Andrea (Annie) Presler

Conserving the Sacred: From Food Insecurity toward Food Sovereignty
A presentation by Annie Presler

I was raised in a family of twelve on a small acreage in Iowa, where we raised most of our own plants and animals and also fished, hunted and harvested from the wild. My mother was the first to introduce me to a few of the local edible and medicinal plants and at an early age my passion for everything wild blossomed.

Annie Presler
Annie Presler

After obtaining a B.A. from Luther College in Decorah, Iowa in Anthropology and Biology I took on several seasonal positions throughout the country working as an archaeologist and naturalist. I served as curator of Coker Arboretum at UNC’s North Carolina Botanical Garden for eight years and then spent five years at De Anza College in California as a curator and Instructor in Environmental Studies. I then received my M.A. in Applied Anthropology with a focus on the Environment and Ethnobotany in Quillabamba, Peru.

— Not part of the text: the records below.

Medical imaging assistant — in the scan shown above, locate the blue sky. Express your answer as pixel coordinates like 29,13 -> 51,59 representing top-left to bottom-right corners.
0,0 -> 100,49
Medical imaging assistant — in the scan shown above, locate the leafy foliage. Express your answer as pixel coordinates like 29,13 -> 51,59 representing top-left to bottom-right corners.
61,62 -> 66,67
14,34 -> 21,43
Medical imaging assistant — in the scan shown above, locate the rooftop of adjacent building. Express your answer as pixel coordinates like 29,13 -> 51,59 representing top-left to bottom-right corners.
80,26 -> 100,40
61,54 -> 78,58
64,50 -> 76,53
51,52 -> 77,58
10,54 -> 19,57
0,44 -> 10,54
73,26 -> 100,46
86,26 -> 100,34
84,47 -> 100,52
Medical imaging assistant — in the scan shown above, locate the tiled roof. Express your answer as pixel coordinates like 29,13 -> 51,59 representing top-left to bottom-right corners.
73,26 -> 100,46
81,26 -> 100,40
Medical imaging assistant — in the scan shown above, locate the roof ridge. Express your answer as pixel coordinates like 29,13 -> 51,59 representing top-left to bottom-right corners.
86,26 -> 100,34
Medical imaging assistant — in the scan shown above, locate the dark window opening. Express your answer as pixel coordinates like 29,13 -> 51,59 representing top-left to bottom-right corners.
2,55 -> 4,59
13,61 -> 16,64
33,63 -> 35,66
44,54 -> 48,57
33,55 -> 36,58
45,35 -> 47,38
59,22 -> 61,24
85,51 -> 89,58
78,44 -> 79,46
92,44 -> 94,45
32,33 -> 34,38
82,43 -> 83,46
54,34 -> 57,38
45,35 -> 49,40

In 2010 I moved to Roslyn, WA and began teaching part time as an adjunct in Anthropology and Environmental Studies at Central Washington University. Currently, I am a Senior Scientist and Ethnobotanist with Northwest Anthropology, based out of Richland, WA, where I am conducting baseline habitat and ethnobotanical surveys with the Wanapum tribe.

Human food systems and traditions are part of an interactive and co-evolutionary process where human food traditions are shaped by and in turn shape the larger ecosystem in a particular biogeographic region. Both human and ecosystem adaptations co-occur in regions where humans have lived for long periods of time. Where these co-evolved systems have been disrupted either through natural or anthropogenic causes, the biological, ecological, and human costs become pronounced as indicated in the simultaneous increase in dietary related diseases and ecological dysfunction.

During this presentation, I will facilitate a discussion regarding the cultural and ecological virtues of indigenous people maintaining or returning to their traditional diet and cultural practices in recognition that human health is dependent on environmental health. By incorporating in situ traditional cultivation techniques into contemporary conservation practices we foster a nurturing approach that recognizes the need for human interaction with our ecosystems. In addition I will showcase a handful of edible and medicinal plants that are used cross-culturally and that not only benefit from, but require human interaction for long-term prosperity.